Possession of a penile prepuce (male foreskin), on the other hand, characterizes nearly half of the population. Until the mid-19th century, surgical amputation of the foreskin was practiced only by Jewish and Muslim people, and by some tribal cultures. Victorian doctors introduced the practice in the United States and other Anglophone countries to stop boys from masturbating. By the mid-20th century, “routine” circumcision had become embedded in American medicine, and still today, the United States is the only non-Jewish, non-Muslim country in the world where doctors routinely remove baby boys’ foreskins (South Korea and the Philippines also have high circumcision rates because of the influence of U.S. military hospitals.) While in the United States the incidence of routine infant circumcision varies widely by region, Iowa’s rate remains among the highest in the nation, at well above 70 percent.
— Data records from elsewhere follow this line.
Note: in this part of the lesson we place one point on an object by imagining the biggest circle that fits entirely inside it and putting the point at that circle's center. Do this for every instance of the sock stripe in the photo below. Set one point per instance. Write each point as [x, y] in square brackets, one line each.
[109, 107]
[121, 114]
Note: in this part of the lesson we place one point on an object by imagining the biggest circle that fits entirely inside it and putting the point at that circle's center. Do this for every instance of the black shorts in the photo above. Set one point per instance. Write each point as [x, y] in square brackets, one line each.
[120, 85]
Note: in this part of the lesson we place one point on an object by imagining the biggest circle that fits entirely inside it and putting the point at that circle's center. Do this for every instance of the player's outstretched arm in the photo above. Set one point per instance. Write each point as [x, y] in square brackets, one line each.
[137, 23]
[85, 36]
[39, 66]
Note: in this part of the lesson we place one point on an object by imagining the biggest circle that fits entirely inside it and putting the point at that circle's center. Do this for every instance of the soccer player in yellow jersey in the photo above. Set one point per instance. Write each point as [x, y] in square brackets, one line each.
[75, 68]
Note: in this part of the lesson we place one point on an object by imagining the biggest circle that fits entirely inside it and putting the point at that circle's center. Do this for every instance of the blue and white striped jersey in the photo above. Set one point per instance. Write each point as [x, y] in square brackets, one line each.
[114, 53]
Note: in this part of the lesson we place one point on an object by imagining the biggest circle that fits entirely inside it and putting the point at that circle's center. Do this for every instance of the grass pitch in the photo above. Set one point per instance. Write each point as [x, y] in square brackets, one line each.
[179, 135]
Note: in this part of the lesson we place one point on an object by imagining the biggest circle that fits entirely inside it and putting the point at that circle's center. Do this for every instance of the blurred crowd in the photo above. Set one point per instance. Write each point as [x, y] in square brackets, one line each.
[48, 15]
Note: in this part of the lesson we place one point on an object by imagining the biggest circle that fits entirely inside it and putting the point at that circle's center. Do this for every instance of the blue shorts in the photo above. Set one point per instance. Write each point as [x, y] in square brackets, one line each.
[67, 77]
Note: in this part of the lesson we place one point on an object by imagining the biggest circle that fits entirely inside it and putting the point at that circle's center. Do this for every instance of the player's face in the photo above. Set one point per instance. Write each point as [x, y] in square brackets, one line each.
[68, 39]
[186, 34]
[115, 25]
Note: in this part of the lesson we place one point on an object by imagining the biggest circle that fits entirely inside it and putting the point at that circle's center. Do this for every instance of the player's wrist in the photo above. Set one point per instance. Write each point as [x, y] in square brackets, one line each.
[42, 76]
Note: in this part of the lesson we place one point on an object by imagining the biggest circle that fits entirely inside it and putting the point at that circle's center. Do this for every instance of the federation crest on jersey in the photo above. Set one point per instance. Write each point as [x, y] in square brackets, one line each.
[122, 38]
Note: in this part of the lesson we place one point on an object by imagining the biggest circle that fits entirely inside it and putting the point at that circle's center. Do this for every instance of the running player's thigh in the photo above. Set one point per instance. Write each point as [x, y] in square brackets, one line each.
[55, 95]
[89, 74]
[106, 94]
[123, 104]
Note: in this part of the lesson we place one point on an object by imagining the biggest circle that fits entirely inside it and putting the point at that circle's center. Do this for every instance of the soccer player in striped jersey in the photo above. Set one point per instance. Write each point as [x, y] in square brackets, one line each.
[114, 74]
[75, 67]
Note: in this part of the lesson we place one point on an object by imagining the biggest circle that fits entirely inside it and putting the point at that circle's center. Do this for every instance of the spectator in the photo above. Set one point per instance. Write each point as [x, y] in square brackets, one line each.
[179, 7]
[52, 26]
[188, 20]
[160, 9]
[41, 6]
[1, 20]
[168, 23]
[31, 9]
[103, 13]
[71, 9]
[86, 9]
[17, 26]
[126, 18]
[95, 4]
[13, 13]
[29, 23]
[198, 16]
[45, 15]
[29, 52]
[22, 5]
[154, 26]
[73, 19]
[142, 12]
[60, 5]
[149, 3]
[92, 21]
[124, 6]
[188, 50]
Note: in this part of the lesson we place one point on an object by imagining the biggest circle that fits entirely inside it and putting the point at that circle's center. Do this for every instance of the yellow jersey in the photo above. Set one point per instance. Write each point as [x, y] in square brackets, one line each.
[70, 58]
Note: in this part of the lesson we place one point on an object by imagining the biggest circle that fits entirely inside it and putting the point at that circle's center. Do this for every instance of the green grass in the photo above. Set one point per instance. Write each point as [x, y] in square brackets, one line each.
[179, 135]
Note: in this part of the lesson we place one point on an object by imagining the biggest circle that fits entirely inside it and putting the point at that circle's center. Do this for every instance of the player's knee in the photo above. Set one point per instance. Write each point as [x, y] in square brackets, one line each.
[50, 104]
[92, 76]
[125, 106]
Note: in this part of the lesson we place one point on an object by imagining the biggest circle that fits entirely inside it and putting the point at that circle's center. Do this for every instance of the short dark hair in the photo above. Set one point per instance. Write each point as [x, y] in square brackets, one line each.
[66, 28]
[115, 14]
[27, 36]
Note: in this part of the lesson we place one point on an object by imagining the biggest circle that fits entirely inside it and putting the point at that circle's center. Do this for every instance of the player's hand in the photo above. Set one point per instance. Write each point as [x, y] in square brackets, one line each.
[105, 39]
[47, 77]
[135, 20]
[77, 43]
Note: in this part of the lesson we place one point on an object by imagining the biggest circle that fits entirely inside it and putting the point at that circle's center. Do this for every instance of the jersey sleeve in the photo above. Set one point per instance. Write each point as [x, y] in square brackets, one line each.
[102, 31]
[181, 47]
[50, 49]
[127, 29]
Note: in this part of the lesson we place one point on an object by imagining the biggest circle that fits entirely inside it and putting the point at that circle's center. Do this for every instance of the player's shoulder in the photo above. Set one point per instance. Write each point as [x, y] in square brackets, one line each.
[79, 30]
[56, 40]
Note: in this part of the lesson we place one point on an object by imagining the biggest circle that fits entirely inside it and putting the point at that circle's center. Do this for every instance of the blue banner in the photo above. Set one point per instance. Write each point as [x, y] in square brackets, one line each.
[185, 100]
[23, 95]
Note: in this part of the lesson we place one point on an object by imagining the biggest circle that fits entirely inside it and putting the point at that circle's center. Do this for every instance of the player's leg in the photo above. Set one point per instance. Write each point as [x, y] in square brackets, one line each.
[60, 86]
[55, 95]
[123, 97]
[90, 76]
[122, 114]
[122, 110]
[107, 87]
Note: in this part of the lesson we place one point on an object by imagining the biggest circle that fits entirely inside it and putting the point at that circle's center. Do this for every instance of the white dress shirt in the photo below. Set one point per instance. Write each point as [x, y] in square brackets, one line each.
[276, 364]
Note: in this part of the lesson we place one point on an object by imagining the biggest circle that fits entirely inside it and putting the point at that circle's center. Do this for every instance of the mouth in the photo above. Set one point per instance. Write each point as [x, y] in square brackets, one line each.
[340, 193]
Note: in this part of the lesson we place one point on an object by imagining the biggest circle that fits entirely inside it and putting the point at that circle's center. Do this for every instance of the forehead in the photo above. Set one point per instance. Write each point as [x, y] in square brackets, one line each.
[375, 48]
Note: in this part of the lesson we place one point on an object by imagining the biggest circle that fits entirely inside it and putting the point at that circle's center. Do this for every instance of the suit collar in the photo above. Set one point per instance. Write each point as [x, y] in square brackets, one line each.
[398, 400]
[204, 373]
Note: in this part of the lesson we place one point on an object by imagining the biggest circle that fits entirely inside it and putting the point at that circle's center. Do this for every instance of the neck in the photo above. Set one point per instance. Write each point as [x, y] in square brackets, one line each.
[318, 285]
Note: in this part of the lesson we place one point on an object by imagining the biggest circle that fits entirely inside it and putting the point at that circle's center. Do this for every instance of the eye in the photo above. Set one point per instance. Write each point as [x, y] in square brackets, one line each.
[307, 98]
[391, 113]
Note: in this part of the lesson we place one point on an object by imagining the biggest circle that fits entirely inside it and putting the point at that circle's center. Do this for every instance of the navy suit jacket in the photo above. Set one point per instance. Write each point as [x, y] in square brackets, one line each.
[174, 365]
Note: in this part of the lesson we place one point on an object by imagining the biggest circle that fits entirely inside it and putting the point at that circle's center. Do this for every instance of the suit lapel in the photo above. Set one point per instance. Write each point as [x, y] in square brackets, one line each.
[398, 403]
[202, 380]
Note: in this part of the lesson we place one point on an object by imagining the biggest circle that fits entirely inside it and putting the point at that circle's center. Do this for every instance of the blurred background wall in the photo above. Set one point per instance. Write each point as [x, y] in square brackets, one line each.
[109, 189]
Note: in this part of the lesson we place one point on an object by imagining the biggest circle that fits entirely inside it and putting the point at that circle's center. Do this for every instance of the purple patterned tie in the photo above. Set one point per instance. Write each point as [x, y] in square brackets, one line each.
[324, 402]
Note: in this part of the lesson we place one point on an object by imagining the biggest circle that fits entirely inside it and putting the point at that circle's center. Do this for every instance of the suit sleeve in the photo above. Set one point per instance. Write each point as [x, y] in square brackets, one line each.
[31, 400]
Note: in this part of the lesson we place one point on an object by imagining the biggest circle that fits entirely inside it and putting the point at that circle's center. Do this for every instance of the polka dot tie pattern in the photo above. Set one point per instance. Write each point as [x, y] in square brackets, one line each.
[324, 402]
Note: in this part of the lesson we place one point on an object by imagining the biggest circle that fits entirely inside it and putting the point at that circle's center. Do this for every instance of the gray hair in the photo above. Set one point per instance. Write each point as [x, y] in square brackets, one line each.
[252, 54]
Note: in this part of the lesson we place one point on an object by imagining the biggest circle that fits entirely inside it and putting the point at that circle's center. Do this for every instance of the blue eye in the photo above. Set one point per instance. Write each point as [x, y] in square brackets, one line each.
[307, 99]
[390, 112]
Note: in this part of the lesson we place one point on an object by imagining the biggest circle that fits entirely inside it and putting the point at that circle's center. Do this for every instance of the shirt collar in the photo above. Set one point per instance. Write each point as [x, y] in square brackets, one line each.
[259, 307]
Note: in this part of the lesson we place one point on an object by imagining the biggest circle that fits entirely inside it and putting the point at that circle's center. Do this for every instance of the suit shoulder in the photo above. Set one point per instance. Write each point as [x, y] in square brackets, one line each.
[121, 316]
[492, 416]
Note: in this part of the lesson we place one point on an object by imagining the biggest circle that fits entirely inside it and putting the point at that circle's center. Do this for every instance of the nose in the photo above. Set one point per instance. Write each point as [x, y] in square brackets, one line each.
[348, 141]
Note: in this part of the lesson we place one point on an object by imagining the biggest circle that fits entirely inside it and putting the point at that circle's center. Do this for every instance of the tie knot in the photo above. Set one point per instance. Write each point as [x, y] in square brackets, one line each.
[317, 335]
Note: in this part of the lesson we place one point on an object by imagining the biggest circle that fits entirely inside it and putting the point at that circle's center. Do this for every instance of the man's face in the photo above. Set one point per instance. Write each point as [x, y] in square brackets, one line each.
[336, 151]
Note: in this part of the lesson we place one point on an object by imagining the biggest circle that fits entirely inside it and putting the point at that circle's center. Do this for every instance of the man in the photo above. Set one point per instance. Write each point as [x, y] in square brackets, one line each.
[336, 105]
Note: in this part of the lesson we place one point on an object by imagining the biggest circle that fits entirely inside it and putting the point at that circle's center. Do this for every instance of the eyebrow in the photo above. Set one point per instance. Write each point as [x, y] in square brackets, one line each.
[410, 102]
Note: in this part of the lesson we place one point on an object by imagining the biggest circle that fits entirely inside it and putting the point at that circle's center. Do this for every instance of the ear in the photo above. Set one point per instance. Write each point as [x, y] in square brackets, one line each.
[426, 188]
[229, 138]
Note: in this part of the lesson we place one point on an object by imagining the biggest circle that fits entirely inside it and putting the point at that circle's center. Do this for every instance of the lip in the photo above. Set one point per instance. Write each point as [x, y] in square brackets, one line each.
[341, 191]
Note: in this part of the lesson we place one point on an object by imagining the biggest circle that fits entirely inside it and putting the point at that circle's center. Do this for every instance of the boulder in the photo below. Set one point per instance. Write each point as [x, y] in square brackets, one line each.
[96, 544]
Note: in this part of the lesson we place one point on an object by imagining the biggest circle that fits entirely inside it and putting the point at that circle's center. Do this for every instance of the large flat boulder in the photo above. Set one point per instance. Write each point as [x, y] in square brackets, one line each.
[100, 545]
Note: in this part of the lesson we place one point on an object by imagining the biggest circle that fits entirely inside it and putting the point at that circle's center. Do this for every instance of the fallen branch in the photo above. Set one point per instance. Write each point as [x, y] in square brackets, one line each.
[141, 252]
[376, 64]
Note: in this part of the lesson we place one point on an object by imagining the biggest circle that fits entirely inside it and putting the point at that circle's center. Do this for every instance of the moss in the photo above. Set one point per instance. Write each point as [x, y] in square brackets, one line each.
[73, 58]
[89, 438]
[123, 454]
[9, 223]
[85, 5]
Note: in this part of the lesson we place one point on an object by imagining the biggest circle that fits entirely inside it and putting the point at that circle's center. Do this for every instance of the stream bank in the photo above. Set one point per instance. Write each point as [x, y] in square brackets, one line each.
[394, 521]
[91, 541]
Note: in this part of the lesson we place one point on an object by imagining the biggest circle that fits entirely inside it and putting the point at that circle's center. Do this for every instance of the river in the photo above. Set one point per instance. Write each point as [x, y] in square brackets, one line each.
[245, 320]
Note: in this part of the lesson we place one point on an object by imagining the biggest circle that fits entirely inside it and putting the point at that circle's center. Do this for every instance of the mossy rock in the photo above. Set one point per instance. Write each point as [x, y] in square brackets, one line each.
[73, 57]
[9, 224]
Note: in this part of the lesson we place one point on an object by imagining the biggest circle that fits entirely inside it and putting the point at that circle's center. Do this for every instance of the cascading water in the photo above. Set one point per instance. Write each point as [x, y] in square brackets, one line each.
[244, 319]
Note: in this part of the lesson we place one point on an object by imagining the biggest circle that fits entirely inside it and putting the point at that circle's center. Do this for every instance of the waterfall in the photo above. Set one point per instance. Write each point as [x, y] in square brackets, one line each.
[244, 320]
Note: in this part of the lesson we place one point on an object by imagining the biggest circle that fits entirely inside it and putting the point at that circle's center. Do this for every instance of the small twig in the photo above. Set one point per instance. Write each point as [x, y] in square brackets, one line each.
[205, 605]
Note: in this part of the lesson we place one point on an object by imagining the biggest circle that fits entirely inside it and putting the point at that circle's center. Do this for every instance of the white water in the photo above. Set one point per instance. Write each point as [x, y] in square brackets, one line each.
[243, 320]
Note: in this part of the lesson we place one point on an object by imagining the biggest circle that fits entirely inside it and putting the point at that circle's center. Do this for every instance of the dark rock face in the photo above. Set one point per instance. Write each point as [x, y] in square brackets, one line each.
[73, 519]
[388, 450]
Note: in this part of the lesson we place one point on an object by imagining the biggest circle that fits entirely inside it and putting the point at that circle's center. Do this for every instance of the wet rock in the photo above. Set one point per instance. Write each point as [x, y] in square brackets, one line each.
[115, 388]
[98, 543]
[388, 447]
Just as intersex individuals are speaking out loudly against a medical establishment that overlooks individual autonomy in favor of social norms, American men of all ages are expressing indignation about having undergone the removal of their normal, functional foreskins when they were too young to either consent or resist.

Legislators from Iowa and every other state seeking to redress the ethically and medically unjustifiable practices of “normalizing” surgery performed on the genitalia of girls and intersex children need to take notice, to ensure that any new laws be consistent with the “equal protection” or “laws uniform” clauses of their constitutions, and to protect all children.